I think all these plans work around the proverbial 800 lb elephant in the room: either we, as a society, decide to provide high-speed internet access to rural areas or we decide we aren't going to. If we are going to provide access, let's build out a future-proof network like FTTP or FTTN (where possible) or fixed wireless solutions (where a wired approach doesn't work) using existing subsidies (like the universal service charge, for example). If we, as a society, decide not to build out rural networks, then let's eliminate the universal service fund.

Half-baked plans like M2Z's or Google's (& others') white space broadband are never going to provide access to unserved rural areas, regardless of what any CEO or press release says.



NetAdmin1
CCNA

join:2008-05-22

reply to probboy

said by probboy:

Thank you, at least one other person on this site is willing to admit that this plan was never going to be the panacea for unserved rural areas.
Probably not, but 95% of America is more than 95% of the population. More than 5% of the nation is technically uninhabited.
--
"This is a bus.
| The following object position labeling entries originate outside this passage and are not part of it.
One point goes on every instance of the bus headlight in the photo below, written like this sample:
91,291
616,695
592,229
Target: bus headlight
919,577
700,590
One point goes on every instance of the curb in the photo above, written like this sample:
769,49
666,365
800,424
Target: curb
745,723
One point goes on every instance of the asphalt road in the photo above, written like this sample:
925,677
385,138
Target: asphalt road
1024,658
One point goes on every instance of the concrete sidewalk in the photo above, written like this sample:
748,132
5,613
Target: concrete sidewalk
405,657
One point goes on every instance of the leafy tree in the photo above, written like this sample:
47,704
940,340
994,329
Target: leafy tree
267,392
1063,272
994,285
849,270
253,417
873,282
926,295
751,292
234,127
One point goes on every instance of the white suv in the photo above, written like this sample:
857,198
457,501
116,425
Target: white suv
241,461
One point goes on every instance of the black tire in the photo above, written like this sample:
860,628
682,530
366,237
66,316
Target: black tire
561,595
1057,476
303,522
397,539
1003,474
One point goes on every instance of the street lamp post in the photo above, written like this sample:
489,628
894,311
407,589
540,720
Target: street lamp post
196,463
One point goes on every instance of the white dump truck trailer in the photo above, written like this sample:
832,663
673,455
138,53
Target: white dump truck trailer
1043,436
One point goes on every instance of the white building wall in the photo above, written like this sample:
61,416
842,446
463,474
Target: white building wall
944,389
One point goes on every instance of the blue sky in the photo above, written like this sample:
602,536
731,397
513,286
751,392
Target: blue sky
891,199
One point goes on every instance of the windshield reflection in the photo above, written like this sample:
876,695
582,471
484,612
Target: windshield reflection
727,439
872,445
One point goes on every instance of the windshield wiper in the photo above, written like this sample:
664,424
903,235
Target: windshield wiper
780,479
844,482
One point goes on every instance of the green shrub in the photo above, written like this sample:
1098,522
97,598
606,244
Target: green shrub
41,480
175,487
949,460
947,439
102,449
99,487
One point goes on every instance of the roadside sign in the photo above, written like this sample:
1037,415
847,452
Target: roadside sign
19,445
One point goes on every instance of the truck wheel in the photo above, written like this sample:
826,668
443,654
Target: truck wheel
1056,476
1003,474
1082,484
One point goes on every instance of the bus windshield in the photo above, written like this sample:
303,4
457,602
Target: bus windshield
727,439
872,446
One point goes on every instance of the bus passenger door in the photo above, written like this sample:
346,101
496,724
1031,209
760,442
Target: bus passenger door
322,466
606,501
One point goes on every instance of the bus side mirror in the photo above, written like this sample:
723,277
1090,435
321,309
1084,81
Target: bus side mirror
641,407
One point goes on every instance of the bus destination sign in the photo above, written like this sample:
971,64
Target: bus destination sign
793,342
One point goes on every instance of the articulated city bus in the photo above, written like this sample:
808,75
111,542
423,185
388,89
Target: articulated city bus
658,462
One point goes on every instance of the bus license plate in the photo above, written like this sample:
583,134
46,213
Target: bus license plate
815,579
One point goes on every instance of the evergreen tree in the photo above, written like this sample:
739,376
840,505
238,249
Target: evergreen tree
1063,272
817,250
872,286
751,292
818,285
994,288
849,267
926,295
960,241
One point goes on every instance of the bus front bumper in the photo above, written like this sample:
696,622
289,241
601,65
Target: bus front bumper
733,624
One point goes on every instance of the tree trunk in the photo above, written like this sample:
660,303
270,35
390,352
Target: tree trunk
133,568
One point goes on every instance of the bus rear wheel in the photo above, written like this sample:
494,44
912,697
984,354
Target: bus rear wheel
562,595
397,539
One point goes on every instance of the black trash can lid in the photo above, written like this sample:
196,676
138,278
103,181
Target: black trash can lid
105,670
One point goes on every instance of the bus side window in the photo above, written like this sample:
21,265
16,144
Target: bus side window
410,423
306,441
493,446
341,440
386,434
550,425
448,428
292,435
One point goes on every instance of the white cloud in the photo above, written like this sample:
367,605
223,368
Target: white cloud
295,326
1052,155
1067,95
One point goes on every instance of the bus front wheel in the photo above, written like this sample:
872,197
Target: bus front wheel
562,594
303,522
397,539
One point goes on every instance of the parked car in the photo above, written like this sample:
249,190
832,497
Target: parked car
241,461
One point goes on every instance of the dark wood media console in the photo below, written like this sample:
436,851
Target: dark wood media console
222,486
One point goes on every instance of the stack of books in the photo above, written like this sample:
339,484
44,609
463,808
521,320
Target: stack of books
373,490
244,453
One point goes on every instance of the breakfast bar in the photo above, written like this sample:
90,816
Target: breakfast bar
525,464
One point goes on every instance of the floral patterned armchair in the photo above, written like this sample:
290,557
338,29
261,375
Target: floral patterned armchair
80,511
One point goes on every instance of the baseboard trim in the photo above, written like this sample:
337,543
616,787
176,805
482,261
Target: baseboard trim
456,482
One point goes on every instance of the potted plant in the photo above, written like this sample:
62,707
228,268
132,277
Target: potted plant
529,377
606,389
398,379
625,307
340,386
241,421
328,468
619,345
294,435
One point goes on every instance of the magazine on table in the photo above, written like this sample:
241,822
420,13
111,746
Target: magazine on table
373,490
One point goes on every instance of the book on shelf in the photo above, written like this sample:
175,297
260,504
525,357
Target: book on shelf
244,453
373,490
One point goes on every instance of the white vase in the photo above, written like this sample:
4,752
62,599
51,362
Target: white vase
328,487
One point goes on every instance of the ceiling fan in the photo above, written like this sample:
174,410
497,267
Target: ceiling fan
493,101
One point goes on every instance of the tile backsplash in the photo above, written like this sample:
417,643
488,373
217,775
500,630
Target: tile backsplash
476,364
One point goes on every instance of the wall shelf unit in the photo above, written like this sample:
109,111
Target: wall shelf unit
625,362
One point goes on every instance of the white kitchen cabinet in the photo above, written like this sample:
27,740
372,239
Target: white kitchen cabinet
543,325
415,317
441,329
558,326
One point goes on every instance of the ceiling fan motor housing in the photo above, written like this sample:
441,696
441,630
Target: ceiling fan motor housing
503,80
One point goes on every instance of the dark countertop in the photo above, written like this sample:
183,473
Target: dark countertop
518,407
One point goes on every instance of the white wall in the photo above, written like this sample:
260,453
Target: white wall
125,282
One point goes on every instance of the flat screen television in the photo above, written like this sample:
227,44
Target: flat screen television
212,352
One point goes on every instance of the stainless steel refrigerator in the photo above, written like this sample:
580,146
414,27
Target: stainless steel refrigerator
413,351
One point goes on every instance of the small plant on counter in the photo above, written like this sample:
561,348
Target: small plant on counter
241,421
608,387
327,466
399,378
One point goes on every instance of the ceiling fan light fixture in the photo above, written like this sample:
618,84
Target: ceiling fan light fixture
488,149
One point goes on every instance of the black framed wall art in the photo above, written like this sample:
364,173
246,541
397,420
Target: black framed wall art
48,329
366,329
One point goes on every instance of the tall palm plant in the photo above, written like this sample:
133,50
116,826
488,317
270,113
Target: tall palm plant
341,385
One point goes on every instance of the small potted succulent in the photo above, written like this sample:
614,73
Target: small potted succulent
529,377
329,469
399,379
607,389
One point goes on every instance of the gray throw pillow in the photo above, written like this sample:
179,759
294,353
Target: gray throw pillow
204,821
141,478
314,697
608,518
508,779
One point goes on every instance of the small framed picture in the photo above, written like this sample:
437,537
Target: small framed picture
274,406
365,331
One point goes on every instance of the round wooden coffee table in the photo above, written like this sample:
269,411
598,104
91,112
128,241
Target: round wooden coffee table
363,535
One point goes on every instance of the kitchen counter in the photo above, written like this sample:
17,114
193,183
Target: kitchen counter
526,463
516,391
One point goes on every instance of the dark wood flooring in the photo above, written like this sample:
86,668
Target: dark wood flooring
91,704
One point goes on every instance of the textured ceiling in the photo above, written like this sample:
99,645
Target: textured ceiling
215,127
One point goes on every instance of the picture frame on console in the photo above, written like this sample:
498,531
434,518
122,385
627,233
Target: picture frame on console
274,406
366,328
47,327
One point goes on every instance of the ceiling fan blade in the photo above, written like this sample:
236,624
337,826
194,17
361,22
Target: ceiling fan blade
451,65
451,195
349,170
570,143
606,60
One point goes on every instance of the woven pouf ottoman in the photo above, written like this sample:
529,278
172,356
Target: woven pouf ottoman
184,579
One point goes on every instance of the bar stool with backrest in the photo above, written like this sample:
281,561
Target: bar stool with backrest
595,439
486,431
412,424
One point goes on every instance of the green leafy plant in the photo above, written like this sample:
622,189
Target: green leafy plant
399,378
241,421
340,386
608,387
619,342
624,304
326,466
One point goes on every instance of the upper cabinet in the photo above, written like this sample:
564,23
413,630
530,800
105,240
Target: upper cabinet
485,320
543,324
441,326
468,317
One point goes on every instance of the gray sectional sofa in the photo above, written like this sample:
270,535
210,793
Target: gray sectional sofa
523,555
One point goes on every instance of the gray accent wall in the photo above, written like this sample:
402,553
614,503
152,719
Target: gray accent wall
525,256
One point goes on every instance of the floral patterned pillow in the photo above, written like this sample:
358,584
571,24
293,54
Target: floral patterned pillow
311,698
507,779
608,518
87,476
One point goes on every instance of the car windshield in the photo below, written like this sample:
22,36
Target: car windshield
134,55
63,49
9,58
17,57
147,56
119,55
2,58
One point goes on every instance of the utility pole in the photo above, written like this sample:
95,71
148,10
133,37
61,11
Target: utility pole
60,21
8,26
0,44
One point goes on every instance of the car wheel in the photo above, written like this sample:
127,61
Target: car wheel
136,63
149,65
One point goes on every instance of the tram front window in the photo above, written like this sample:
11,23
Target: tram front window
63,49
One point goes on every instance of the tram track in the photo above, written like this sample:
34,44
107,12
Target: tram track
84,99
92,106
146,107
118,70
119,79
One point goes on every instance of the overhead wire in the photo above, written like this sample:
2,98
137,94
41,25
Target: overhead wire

You know how big a bus is?"


MrMoody
Free range slave
Premium
join:2002-09-03
Smithfield, NC

It is completely beyond doubt that they meant 95% of the population.



NetAdmin1
CCNA

join:2008-05-22

Not completely beyond doubt... Coverage is sometimes express in terms of geographic area.

However, I found the FCC filing. They are talking population. My mistake.

quote:
Require the licensee to provide signal coverage and offer service to: 1) at least 50
percent of the total population of the nation within four years of commencement of
the license term and 2) at least 95 percent of the total population of the nation at the
end of the 10-year license term.

--
"This is a bus. You know how big a bus is?"


battleop

join:2005-09-28
00000

reply to yolarry
So sorry you don't get Wireless Welfare.